The dark brown peat hills look like an overbaked chocolate cake with white icing sugar sprinkle on top
If the snow is still there the next day I know it is colder than usual and my heating goes up.
Springtime in April to my observation plays the game of hide and seek with the weather elements. For example, it can be blazing hot and sunny in the morning and then turn icy cold in the afternoon. There are days when the heat in the home is unbearably hot or when the heat is needed it is low to very cold. A couple of nights ago I stupidly turned all my central heating down. The next day I was wearing more woolly garments inside than what I would wear outside!
On another night it was unbearably hot, and I forgot I left my window open during the night. It was about four o’clock in the morning and I woke up frozen stiff! There is never a happy medium and thankfully all my central heating is getting replaced this year by the local council. It might not make any difference as the weather is always changeable never consistently one temperature in Shetland.
All this hot and cold malarkey plays havoc with my sleeping patterns. Lymphoedema and warmer temperatures are not the best of bedfellows
Lastly, what are puckles that I mentioned in the heading above? Puckles are basically what I call hailstones.
According to the 2014 Edition of ‘Shetland Words’ the word puckle is defined as ‘a single grain of seed; a small quantity. Okay, I didn’t know that until I looked it up!
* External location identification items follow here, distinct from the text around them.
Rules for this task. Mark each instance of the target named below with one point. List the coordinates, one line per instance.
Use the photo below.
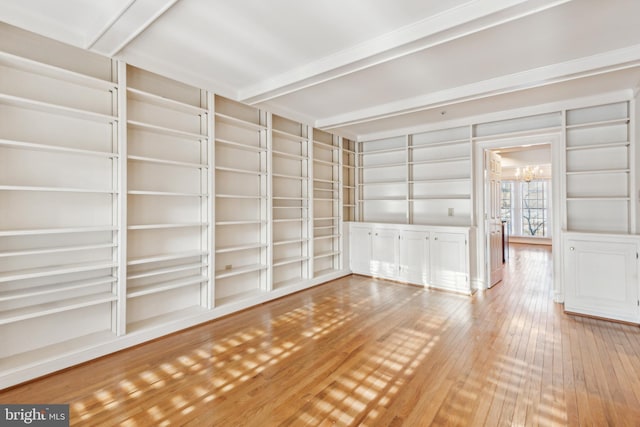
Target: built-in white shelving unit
(60, 235)
(598, 168)
(382, 180)
(168, 203)
(242, 205)
(291, 215)
(349, 173)
(422, 178)
(327, 212)
(440, 177)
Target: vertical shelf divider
(120, 215)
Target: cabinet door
(413, 257)
(449, 268)
(383, 254)
(601, 279)
(360, 250)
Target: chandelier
(527, 173)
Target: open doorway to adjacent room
(517, 199)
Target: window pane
(534, 209)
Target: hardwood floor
(360, 351)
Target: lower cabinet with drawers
(433, 256)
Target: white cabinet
(413, 254)
(449, 260)
(423, 255)
(383, 253)
(360, 248)
(601, 276)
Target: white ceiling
(362, 67)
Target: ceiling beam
(620, 59)
(133, 19)
(469, 18)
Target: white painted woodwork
(413, 257)
(384, 250)
(320, 67)
(601, 275)
(493, 191)
(425, 255)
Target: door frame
(557, 184)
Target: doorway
(490, 207)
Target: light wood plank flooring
(359, 351)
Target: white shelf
(167, 270)
(167, 257)
(55, 249)
(380, 199)
(330, 236)
(54, 149)
(289, 155)
(326, 254)
(324, 145)
(55, 270)
(442, 197)
(55, 189)
(234, 121)
(65, 230)
(57, 73)
(624, 120)
(281, 175)
(240, 222)
(290, 136)
(290, 260)
(138, 291)
(445, 160)
(164, 226)
(289, 242)
(55, 288)
(440, 144)
(46, 107)
(383, 165)
(164, 193)
(383, 151)
(598, 146)
(165, 131)
(240, 145)
(238, 170)
(325, 162)
(288, 198)
(151, 98)
(461, 179)
(16, 315)
(221, 274)
(399, 181)
(598, 171)
(238, 196)
(167, 162)
(325, 227)
(327, 181)
(239, 248)
(598, 198)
Haily-puckle is the specific definition of hail-stone. I like many locals still call hailstones puckles only
In an odd way calling spring hailstones puckles is like saying they are like the seeds of springtime.
A puckle proverb:
Mony a puckle maks a muckle
(Shetland Words, 2014). In English, that maybe translates into, ‘many seeds make more’. In conclusion, I think that is very apt as it is now officially springtime in the UK.